I'm trying to average a certain metric within every 5 minutes for an hour, from the current time. So there would be 12 data points for an hour, where each data point would be the average value of that metric in the 5 mins. Currently the metric is dumped into Elastic for every 10 seconds. I was able to write the below query:
GET /%3Cindexname-%7Bnow%2Fd%7D%3E/_search
{"size": 0,
"query":{
"range":{
"collectionTime":{
"gte":"now-1h/h",
"lt":"now/h",
"boost": 2.0
}
}
},
"aggs": {
"time_buckets": {
"date_histogram": {
"field": "collectionTime",
"interval": "300s"
},
"aggs": {
"some_avg": {
"avg": {
"field": "field_to_be_averaged"
}
}
}
}
}
}
The problem with this query is:
- It's generating 13 buckets instead of 12. 2) The buckets aren't created from "now"-"now-5m" and so on.
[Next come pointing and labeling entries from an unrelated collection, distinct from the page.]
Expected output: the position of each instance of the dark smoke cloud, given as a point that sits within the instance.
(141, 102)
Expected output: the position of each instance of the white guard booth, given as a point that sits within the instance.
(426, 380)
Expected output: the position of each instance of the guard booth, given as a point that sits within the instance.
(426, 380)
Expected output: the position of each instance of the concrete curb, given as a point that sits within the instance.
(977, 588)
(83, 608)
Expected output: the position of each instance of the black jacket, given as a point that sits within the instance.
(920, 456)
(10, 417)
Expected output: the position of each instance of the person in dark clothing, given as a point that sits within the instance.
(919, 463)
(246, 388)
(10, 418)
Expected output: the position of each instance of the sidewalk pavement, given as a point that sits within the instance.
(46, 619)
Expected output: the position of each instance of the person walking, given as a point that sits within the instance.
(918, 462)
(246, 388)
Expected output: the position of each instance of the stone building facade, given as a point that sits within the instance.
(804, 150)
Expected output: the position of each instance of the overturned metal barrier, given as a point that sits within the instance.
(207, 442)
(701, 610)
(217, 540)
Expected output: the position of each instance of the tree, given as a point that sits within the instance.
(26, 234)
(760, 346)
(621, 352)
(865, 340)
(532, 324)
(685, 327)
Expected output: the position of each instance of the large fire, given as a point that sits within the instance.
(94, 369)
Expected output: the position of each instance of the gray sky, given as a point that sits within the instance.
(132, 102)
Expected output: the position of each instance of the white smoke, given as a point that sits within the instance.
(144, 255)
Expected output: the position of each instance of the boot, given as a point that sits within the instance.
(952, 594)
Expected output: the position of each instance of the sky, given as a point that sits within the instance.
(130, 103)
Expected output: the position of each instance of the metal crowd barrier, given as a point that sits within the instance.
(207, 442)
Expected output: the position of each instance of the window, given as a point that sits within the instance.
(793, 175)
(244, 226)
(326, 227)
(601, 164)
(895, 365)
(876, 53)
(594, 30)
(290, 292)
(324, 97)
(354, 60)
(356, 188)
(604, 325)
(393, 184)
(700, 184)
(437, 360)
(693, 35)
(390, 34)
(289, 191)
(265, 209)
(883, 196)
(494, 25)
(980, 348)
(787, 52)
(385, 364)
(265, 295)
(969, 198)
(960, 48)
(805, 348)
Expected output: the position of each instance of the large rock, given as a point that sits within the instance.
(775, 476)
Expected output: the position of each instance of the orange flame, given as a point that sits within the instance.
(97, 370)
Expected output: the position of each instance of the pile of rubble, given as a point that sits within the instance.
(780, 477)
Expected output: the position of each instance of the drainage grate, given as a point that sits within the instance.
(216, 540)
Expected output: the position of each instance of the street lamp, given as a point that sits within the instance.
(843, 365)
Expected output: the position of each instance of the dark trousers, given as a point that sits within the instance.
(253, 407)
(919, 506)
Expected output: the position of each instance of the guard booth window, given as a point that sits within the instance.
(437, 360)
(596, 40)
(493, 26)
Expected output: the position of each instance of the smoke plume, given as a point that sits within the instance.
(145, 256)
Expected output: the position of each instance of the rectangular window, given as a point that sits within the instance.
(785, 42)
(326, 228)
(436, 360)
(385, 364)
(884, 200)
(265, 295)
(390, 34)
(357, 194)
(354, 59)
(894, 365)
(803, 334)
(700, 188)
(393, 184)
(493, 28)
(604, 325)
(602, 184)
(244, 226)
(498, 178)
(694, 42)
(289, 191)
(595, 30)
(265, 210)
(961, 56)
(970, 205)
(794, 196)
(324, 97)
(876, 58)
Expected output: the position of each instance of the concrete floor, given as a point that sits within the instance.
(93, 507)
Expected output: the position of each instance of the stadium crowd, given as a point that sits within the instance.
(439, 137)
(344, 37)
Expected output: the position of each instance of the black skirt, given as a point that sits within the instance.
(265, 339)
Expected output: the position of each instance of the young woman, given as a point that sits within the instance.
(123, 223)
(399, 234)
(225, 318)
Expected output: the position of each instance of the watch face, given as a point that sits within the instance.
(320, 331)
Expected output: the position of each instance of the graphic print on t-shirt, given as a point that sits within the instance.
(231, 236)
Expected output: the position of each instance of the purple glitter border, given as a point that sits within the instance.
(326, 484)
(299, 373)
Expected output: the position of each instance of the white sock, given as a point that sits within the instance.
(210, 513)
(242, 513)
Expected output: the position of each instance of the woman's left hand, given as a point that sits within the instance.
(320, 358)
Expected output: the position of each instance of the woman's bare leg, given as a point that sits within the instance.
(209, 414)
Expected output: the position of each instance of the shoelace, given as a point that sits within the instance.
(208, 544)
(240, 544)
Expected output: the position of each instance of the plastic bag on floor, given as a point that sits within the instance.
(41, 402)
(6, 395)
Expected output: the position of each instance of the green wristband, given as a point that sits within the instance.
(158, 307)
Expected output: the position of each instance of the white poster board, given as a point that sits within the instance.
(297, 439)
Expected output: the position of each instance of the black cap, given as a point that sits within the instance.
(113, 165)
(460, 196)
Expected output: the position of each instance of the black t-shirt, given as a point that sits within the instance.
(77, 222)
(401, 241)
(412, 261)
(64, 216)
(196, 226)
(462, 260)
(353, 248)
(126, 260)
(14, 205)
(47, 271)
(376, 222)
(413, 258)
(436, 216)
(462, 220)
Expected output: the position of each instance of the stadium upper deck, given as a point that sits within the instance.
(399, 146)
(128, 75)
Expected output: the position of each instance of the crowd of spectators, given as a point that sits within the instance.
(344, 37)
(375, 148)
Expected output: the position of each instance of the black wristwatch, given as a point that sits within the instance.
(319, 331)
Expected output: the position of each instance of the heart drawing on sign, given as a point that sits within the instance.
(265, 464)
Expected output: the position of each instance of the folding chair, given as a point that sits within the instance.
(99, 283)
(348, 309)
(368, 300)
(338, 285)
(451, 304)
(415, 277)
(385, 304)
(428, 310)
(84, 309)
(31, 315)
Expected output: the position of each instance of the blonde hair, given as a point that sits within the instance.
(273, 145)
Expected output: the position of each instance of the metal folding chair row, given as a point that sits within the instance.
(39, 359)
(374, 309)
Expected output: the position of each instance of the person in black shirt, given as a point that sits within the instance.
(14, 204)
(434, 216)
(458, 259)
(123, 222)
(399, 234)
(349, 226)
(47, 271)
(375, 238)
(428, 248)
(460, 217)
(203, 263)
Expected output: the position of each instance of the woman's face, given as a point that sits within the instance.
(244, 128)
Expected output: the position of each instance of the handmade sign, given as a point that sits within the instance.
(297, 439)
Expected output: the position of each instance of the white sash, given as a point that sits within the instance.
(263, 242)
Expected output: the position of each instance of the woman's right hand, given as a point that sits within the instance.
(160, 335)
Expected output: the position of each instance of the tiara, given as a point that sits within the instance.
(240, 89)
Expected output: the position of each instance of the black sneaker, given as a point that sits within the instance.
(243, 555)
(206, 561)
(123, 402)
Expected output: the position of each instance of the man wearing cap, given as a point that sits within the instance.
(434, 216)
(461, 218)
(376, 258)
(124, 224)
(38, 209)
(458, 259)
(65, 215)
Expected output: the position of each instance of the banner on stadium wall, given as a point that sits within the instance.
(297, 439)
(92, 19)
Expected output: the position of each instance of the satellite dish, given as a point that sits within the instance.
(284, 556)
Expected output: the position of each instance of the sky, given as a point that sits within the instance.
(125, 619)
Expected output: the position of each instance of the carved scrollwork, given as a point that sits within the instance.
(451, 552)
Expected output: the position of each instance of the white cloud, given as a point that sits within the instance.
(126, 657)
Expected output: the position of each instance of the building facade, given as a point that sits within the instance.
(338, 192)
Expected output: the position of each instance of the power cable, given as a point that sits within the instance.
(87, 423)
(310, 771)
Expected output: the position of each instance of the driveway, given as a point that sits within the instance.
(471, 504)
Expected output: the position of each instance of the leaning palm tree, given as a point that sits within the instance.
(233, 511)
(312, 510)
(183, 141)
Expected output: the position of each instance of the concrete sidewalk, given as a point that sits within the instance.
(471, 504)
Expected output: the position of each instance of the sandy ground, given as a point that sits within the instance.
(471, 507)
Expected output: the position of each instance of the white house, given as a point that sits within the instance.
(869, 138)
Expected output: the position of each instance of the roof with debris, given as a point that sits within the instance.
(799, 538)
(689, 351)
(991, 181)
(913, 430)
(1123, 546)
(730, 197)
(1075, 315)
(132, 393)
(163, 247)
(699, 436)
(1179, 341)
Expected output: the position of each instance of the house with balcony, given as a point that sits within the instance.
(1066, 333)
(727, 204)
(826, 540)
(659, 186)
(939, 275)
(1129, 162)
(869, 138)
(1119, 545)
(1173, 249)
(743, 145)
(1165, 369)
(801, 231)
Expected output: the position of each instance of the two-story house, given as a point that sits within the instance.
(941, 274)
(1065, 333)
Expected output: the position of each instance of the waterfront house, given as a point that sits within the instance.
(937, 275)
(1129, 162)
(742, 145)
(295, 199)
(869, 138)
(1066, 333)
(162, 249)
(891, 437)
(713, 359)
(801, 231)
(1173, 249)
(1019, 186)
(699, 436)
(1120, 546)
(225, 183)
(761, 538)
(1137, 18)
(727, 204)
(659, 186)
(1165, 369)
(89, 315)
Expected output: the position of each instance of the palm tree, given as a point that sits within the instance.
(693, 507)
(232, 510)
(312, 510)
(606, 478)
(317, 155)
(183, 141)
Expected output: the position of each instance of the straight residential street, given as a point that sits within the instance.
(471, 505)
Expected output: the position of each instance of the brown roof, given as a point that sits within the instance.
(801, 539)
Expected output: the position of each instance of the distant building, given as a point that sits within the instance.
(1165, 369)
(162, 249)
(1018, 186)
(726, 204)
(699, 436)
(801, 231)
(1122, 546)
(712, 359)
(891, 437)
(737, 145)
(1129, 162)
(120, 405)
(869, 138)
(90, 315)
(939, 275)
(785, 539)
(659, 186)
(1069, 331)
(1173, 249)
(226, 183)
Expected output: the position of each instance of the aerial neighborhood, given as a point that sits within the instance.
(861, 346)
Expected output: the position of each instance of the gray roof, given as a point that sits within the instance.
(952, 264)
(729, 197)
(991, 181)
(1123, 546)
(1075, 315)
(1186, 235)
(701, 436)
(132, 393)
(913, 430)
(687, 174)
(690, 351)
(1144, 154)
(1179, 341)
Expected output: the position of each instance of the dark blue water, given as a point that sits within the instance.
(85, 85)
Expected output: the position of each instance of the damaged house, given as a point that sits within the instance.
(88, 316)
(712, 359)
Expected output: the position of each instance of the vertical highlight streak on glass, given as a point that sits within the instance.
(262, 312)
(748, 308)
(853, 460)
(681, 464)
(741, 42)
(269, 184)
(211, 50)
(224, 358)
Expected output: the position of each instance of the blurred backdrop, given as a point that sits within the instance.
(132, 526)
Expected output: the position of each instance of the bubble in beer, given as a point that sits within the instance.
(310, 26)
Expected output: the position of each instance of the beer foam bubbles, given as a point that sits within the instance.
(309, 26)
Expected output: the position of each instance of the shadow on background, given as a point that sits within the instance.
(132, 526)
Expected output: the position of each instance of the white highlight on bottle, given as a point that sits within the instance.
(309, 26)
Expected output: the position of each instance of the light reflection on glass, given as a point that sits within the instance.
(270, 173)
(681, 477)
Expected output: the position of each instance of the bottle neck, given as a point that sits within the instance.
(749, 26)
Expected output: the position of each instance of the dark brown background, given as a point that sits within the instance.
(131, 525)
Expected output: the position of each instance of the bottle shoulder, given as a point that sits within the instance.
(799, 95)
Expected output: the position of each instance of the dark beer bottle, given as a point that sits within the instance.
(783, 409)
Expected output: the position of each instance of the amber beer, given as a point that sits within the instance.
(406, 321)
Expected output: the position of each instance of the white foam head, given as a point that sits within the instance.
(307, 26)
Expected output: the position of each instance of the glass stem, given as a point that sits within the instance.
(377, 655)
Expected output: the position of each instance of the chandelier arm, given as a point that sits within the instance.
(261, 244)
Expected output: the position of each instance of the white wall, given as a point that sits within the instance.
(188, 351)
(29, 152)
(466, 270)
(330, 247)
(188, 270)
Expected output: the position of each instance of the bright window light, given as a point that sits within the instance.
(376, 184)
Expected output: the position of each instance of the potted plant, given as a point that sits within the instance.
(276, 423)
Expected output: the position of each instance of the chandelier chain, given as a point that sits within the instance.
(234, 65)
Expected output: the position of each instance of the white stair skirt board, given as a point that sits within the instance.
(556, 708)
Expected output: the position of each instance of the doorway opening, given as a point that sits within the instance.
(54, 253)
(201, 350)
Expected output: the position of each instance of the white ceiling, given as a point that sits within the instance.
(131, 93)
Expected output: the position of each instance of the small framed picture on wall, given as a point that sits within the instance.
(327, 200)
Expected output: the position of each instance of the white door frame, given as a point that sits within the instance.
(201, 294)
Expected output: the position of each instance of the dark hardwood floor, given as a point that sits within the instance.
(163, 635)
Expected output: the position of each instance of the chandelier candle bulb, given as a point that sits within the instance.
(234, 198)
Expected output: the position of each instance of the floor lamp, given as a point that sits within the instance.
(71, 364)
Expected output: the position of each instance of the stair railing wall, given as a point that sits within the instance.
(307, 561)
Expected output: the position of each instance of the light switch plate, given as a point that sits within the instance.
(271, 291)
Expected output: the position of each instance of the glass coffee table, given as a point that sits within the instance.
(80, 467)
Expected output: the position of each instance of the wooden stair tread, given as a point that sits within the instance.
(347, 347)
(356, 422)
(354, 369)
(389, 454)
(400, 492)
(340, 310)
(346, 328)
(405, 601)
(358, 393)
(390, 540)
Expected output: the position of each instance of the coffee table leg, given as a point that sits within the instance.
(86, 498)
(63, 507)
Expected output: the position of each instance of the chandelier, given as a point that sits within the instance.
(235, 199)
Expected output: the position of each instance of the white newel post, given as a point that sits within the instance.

For instance, if this query were to be run at 11:27 am, the desired output would be 12 averaged values from 11:27 am - 10:27 am. But the obtained output is from 9:30 am - 10:30 am. Guess the date histogram rounds to the nearest multiple of 1,4 or 5.
I plan to implement this query in a Java service which would talk to Elastic using it's High Level Rest Client. Any insights/pointers on that would be really helpful!